ところが boilerplate_conclusion は 1.167でトップ。つまり「重要です」「不可欠です」みたいなAI語は使わないのに、記事の締め方だけやたら定型的。
語彙レベルでは人間に近いのに、構造レベルでバレるという面白いパターンです。日本語の自然さと、文章構成の多様性は別の能力なのかもしれません。
発見③: 人間の文章はもっとバラバラ
今回の実験で最も印象的だったのは、AIの「安定感」です。
同じテーマで3回生成しても、AIはほぼ同じ骨格の記事を出力します。見出しの数、箇条書きの位置、まとめの書き方——テンプレートのように一定。
一方、人間が同じテーマで3本書いたら、毎回構成が変わります。ある日は結論から書き、ある日はエピソードから入り、ある日は箇条書きゼロで全部地の文。
この「バラバラさ」こそが人間の文章の特徴であり、AIとの最大の違いです。逆に言えば、AIの文章が「っぽく」見えるのは、毎回同じパターンで書いてしまうからなんです。
じゃあどうすれば「AIっぽく」ならない?
ここまでの分析を踏まえて、AI生成テキストの「っぽさ」を消すための具体的な方法をまとめます。
一次情報を入れる。
体験談、失敗談、固有名詞。「先週、本番デプロイで3時間ハマった」みたいな話はAIが生成できません。一次情報が入った瞬間、記事の説得力と「人間味」が一気に上がります。
構造を崩す。
「3つのポイント」をやめてみる。いきなり結論から入る。途中で脱線して戻ってくる。見出しの数を減らす。

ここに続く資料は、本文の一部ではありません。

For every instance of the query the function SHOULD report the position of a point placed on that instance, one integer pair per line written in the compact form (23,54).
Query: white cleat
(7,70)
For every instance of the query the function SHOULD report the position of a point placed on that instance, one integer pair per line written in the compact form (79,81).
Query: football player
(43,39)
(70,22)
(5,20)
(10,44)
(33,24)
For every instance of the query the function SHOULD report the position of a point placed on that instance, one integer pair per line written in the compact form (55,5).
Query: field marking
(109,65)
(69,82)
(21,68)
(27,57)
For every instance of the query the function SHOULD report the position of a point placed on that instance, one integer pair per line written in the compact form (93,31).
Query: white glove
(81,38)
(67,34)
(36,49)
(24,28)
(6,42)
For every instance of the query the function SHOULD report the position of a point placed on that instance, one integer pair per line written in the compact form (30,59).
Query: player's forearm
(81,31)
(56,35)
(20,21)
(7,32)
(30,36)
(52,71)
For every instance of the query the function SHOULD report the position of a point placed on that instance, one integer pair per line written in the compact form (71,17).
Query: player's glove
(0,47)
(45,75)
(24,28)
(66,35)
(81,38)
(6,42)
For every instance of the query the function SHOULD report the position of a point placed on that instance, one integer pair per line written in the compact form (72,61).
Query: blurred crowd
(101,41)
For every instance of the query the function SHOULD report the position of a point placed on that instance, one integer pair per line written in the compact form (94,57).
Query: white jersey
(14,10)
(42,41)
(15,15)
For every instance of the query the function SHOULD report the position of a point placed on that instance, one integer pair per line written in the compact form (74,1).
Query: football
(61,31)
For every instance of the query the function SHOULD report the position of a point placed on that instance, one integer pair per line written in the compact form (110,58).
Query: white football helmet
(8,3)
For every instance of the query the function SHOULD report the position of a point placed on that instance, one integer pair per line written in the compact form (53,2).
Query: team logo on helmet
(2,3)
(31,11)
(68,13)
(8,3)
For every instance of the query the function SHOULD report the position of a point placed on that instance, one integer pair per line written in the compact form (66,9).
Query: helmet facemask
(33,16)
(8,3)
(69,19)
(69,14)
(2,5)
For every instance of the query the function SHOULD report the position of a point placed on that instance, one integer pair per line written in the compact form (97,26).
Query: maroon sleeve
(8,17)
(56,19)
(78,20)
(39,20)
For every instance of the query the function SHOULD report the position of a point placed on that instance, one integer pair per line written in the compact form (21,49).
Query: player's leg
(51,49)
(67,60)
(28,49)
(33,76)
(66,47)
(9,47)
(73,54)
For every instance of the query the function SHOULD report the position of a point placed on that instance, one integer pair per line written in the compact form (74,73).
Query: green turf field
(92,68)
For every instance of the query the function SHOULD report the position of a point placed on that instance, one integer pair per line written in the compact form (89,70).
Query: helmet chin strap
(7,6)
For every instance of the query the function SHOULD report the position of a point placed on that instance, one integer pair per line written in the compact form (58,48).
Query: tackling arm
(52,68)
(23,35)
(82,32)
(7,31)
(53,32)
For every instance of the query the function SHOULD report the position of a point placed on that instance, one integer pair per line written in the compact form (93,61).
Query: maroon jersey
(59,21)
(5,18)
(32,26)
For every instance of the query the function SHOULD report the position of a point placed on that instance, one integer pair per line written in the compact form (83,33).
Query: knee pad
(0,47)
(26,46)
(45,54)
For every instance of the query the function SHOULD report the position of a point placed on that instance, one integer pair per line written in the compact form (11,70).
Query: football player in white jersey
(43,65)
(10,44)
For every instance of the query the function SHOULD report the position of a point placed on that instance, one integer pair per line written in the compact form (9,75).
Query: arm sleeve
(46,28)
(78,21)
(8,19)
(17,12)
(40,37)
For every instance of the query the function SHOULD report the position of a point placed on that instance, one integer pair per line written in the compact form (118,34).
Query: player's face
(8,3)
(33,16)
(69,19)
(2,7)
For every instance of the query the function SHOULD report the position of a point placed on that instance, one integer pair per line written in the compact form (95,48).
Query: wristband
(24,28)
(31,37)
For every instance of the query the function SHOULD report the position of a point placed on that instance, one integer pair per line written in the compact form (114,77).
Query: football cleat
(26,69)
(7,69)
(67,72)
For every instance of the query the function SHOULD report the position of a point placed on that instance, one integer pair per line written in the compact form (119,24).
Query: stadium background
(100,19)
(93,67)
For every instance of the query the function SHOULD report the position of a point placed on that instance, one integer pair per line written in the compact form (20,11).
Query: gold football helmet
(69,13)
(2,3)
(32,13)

Claudeが14個つける見出しを5個にする。それだけで印象が変わります。
語彙を入れ替える。
「重要です」と書きそうになったら、具体的に何が重要なのかを書く。「パフォーマンスチューニングは重要です」→「レスポンスが200ms遅くなるとCVRが7%落ちる、という自社データがある」。抽象から具体へ。
文の長さにバラつきを持たせる。
短文。
からの、ちょっと長めの補足説明を入れて文章にリズムの波を作ると、読み心地がぐっと変わります。AIは文の長さを均一にしがちなので、意図的に崩すだけで効果があります。
ただし、これは「AIを使うな」という話ではありません。AIで下書きを作って、人間が崩す。これが2025年の現実的なワークフローです。問題は「AIが書いたものをそのまま出すこと」であって、道具として使うこと自体ではありません。
まとめ
180本の記事を分析してわかったのは、「AIっぽさ」の正体が語彙・構造・リズムの3つの均質化だということでした。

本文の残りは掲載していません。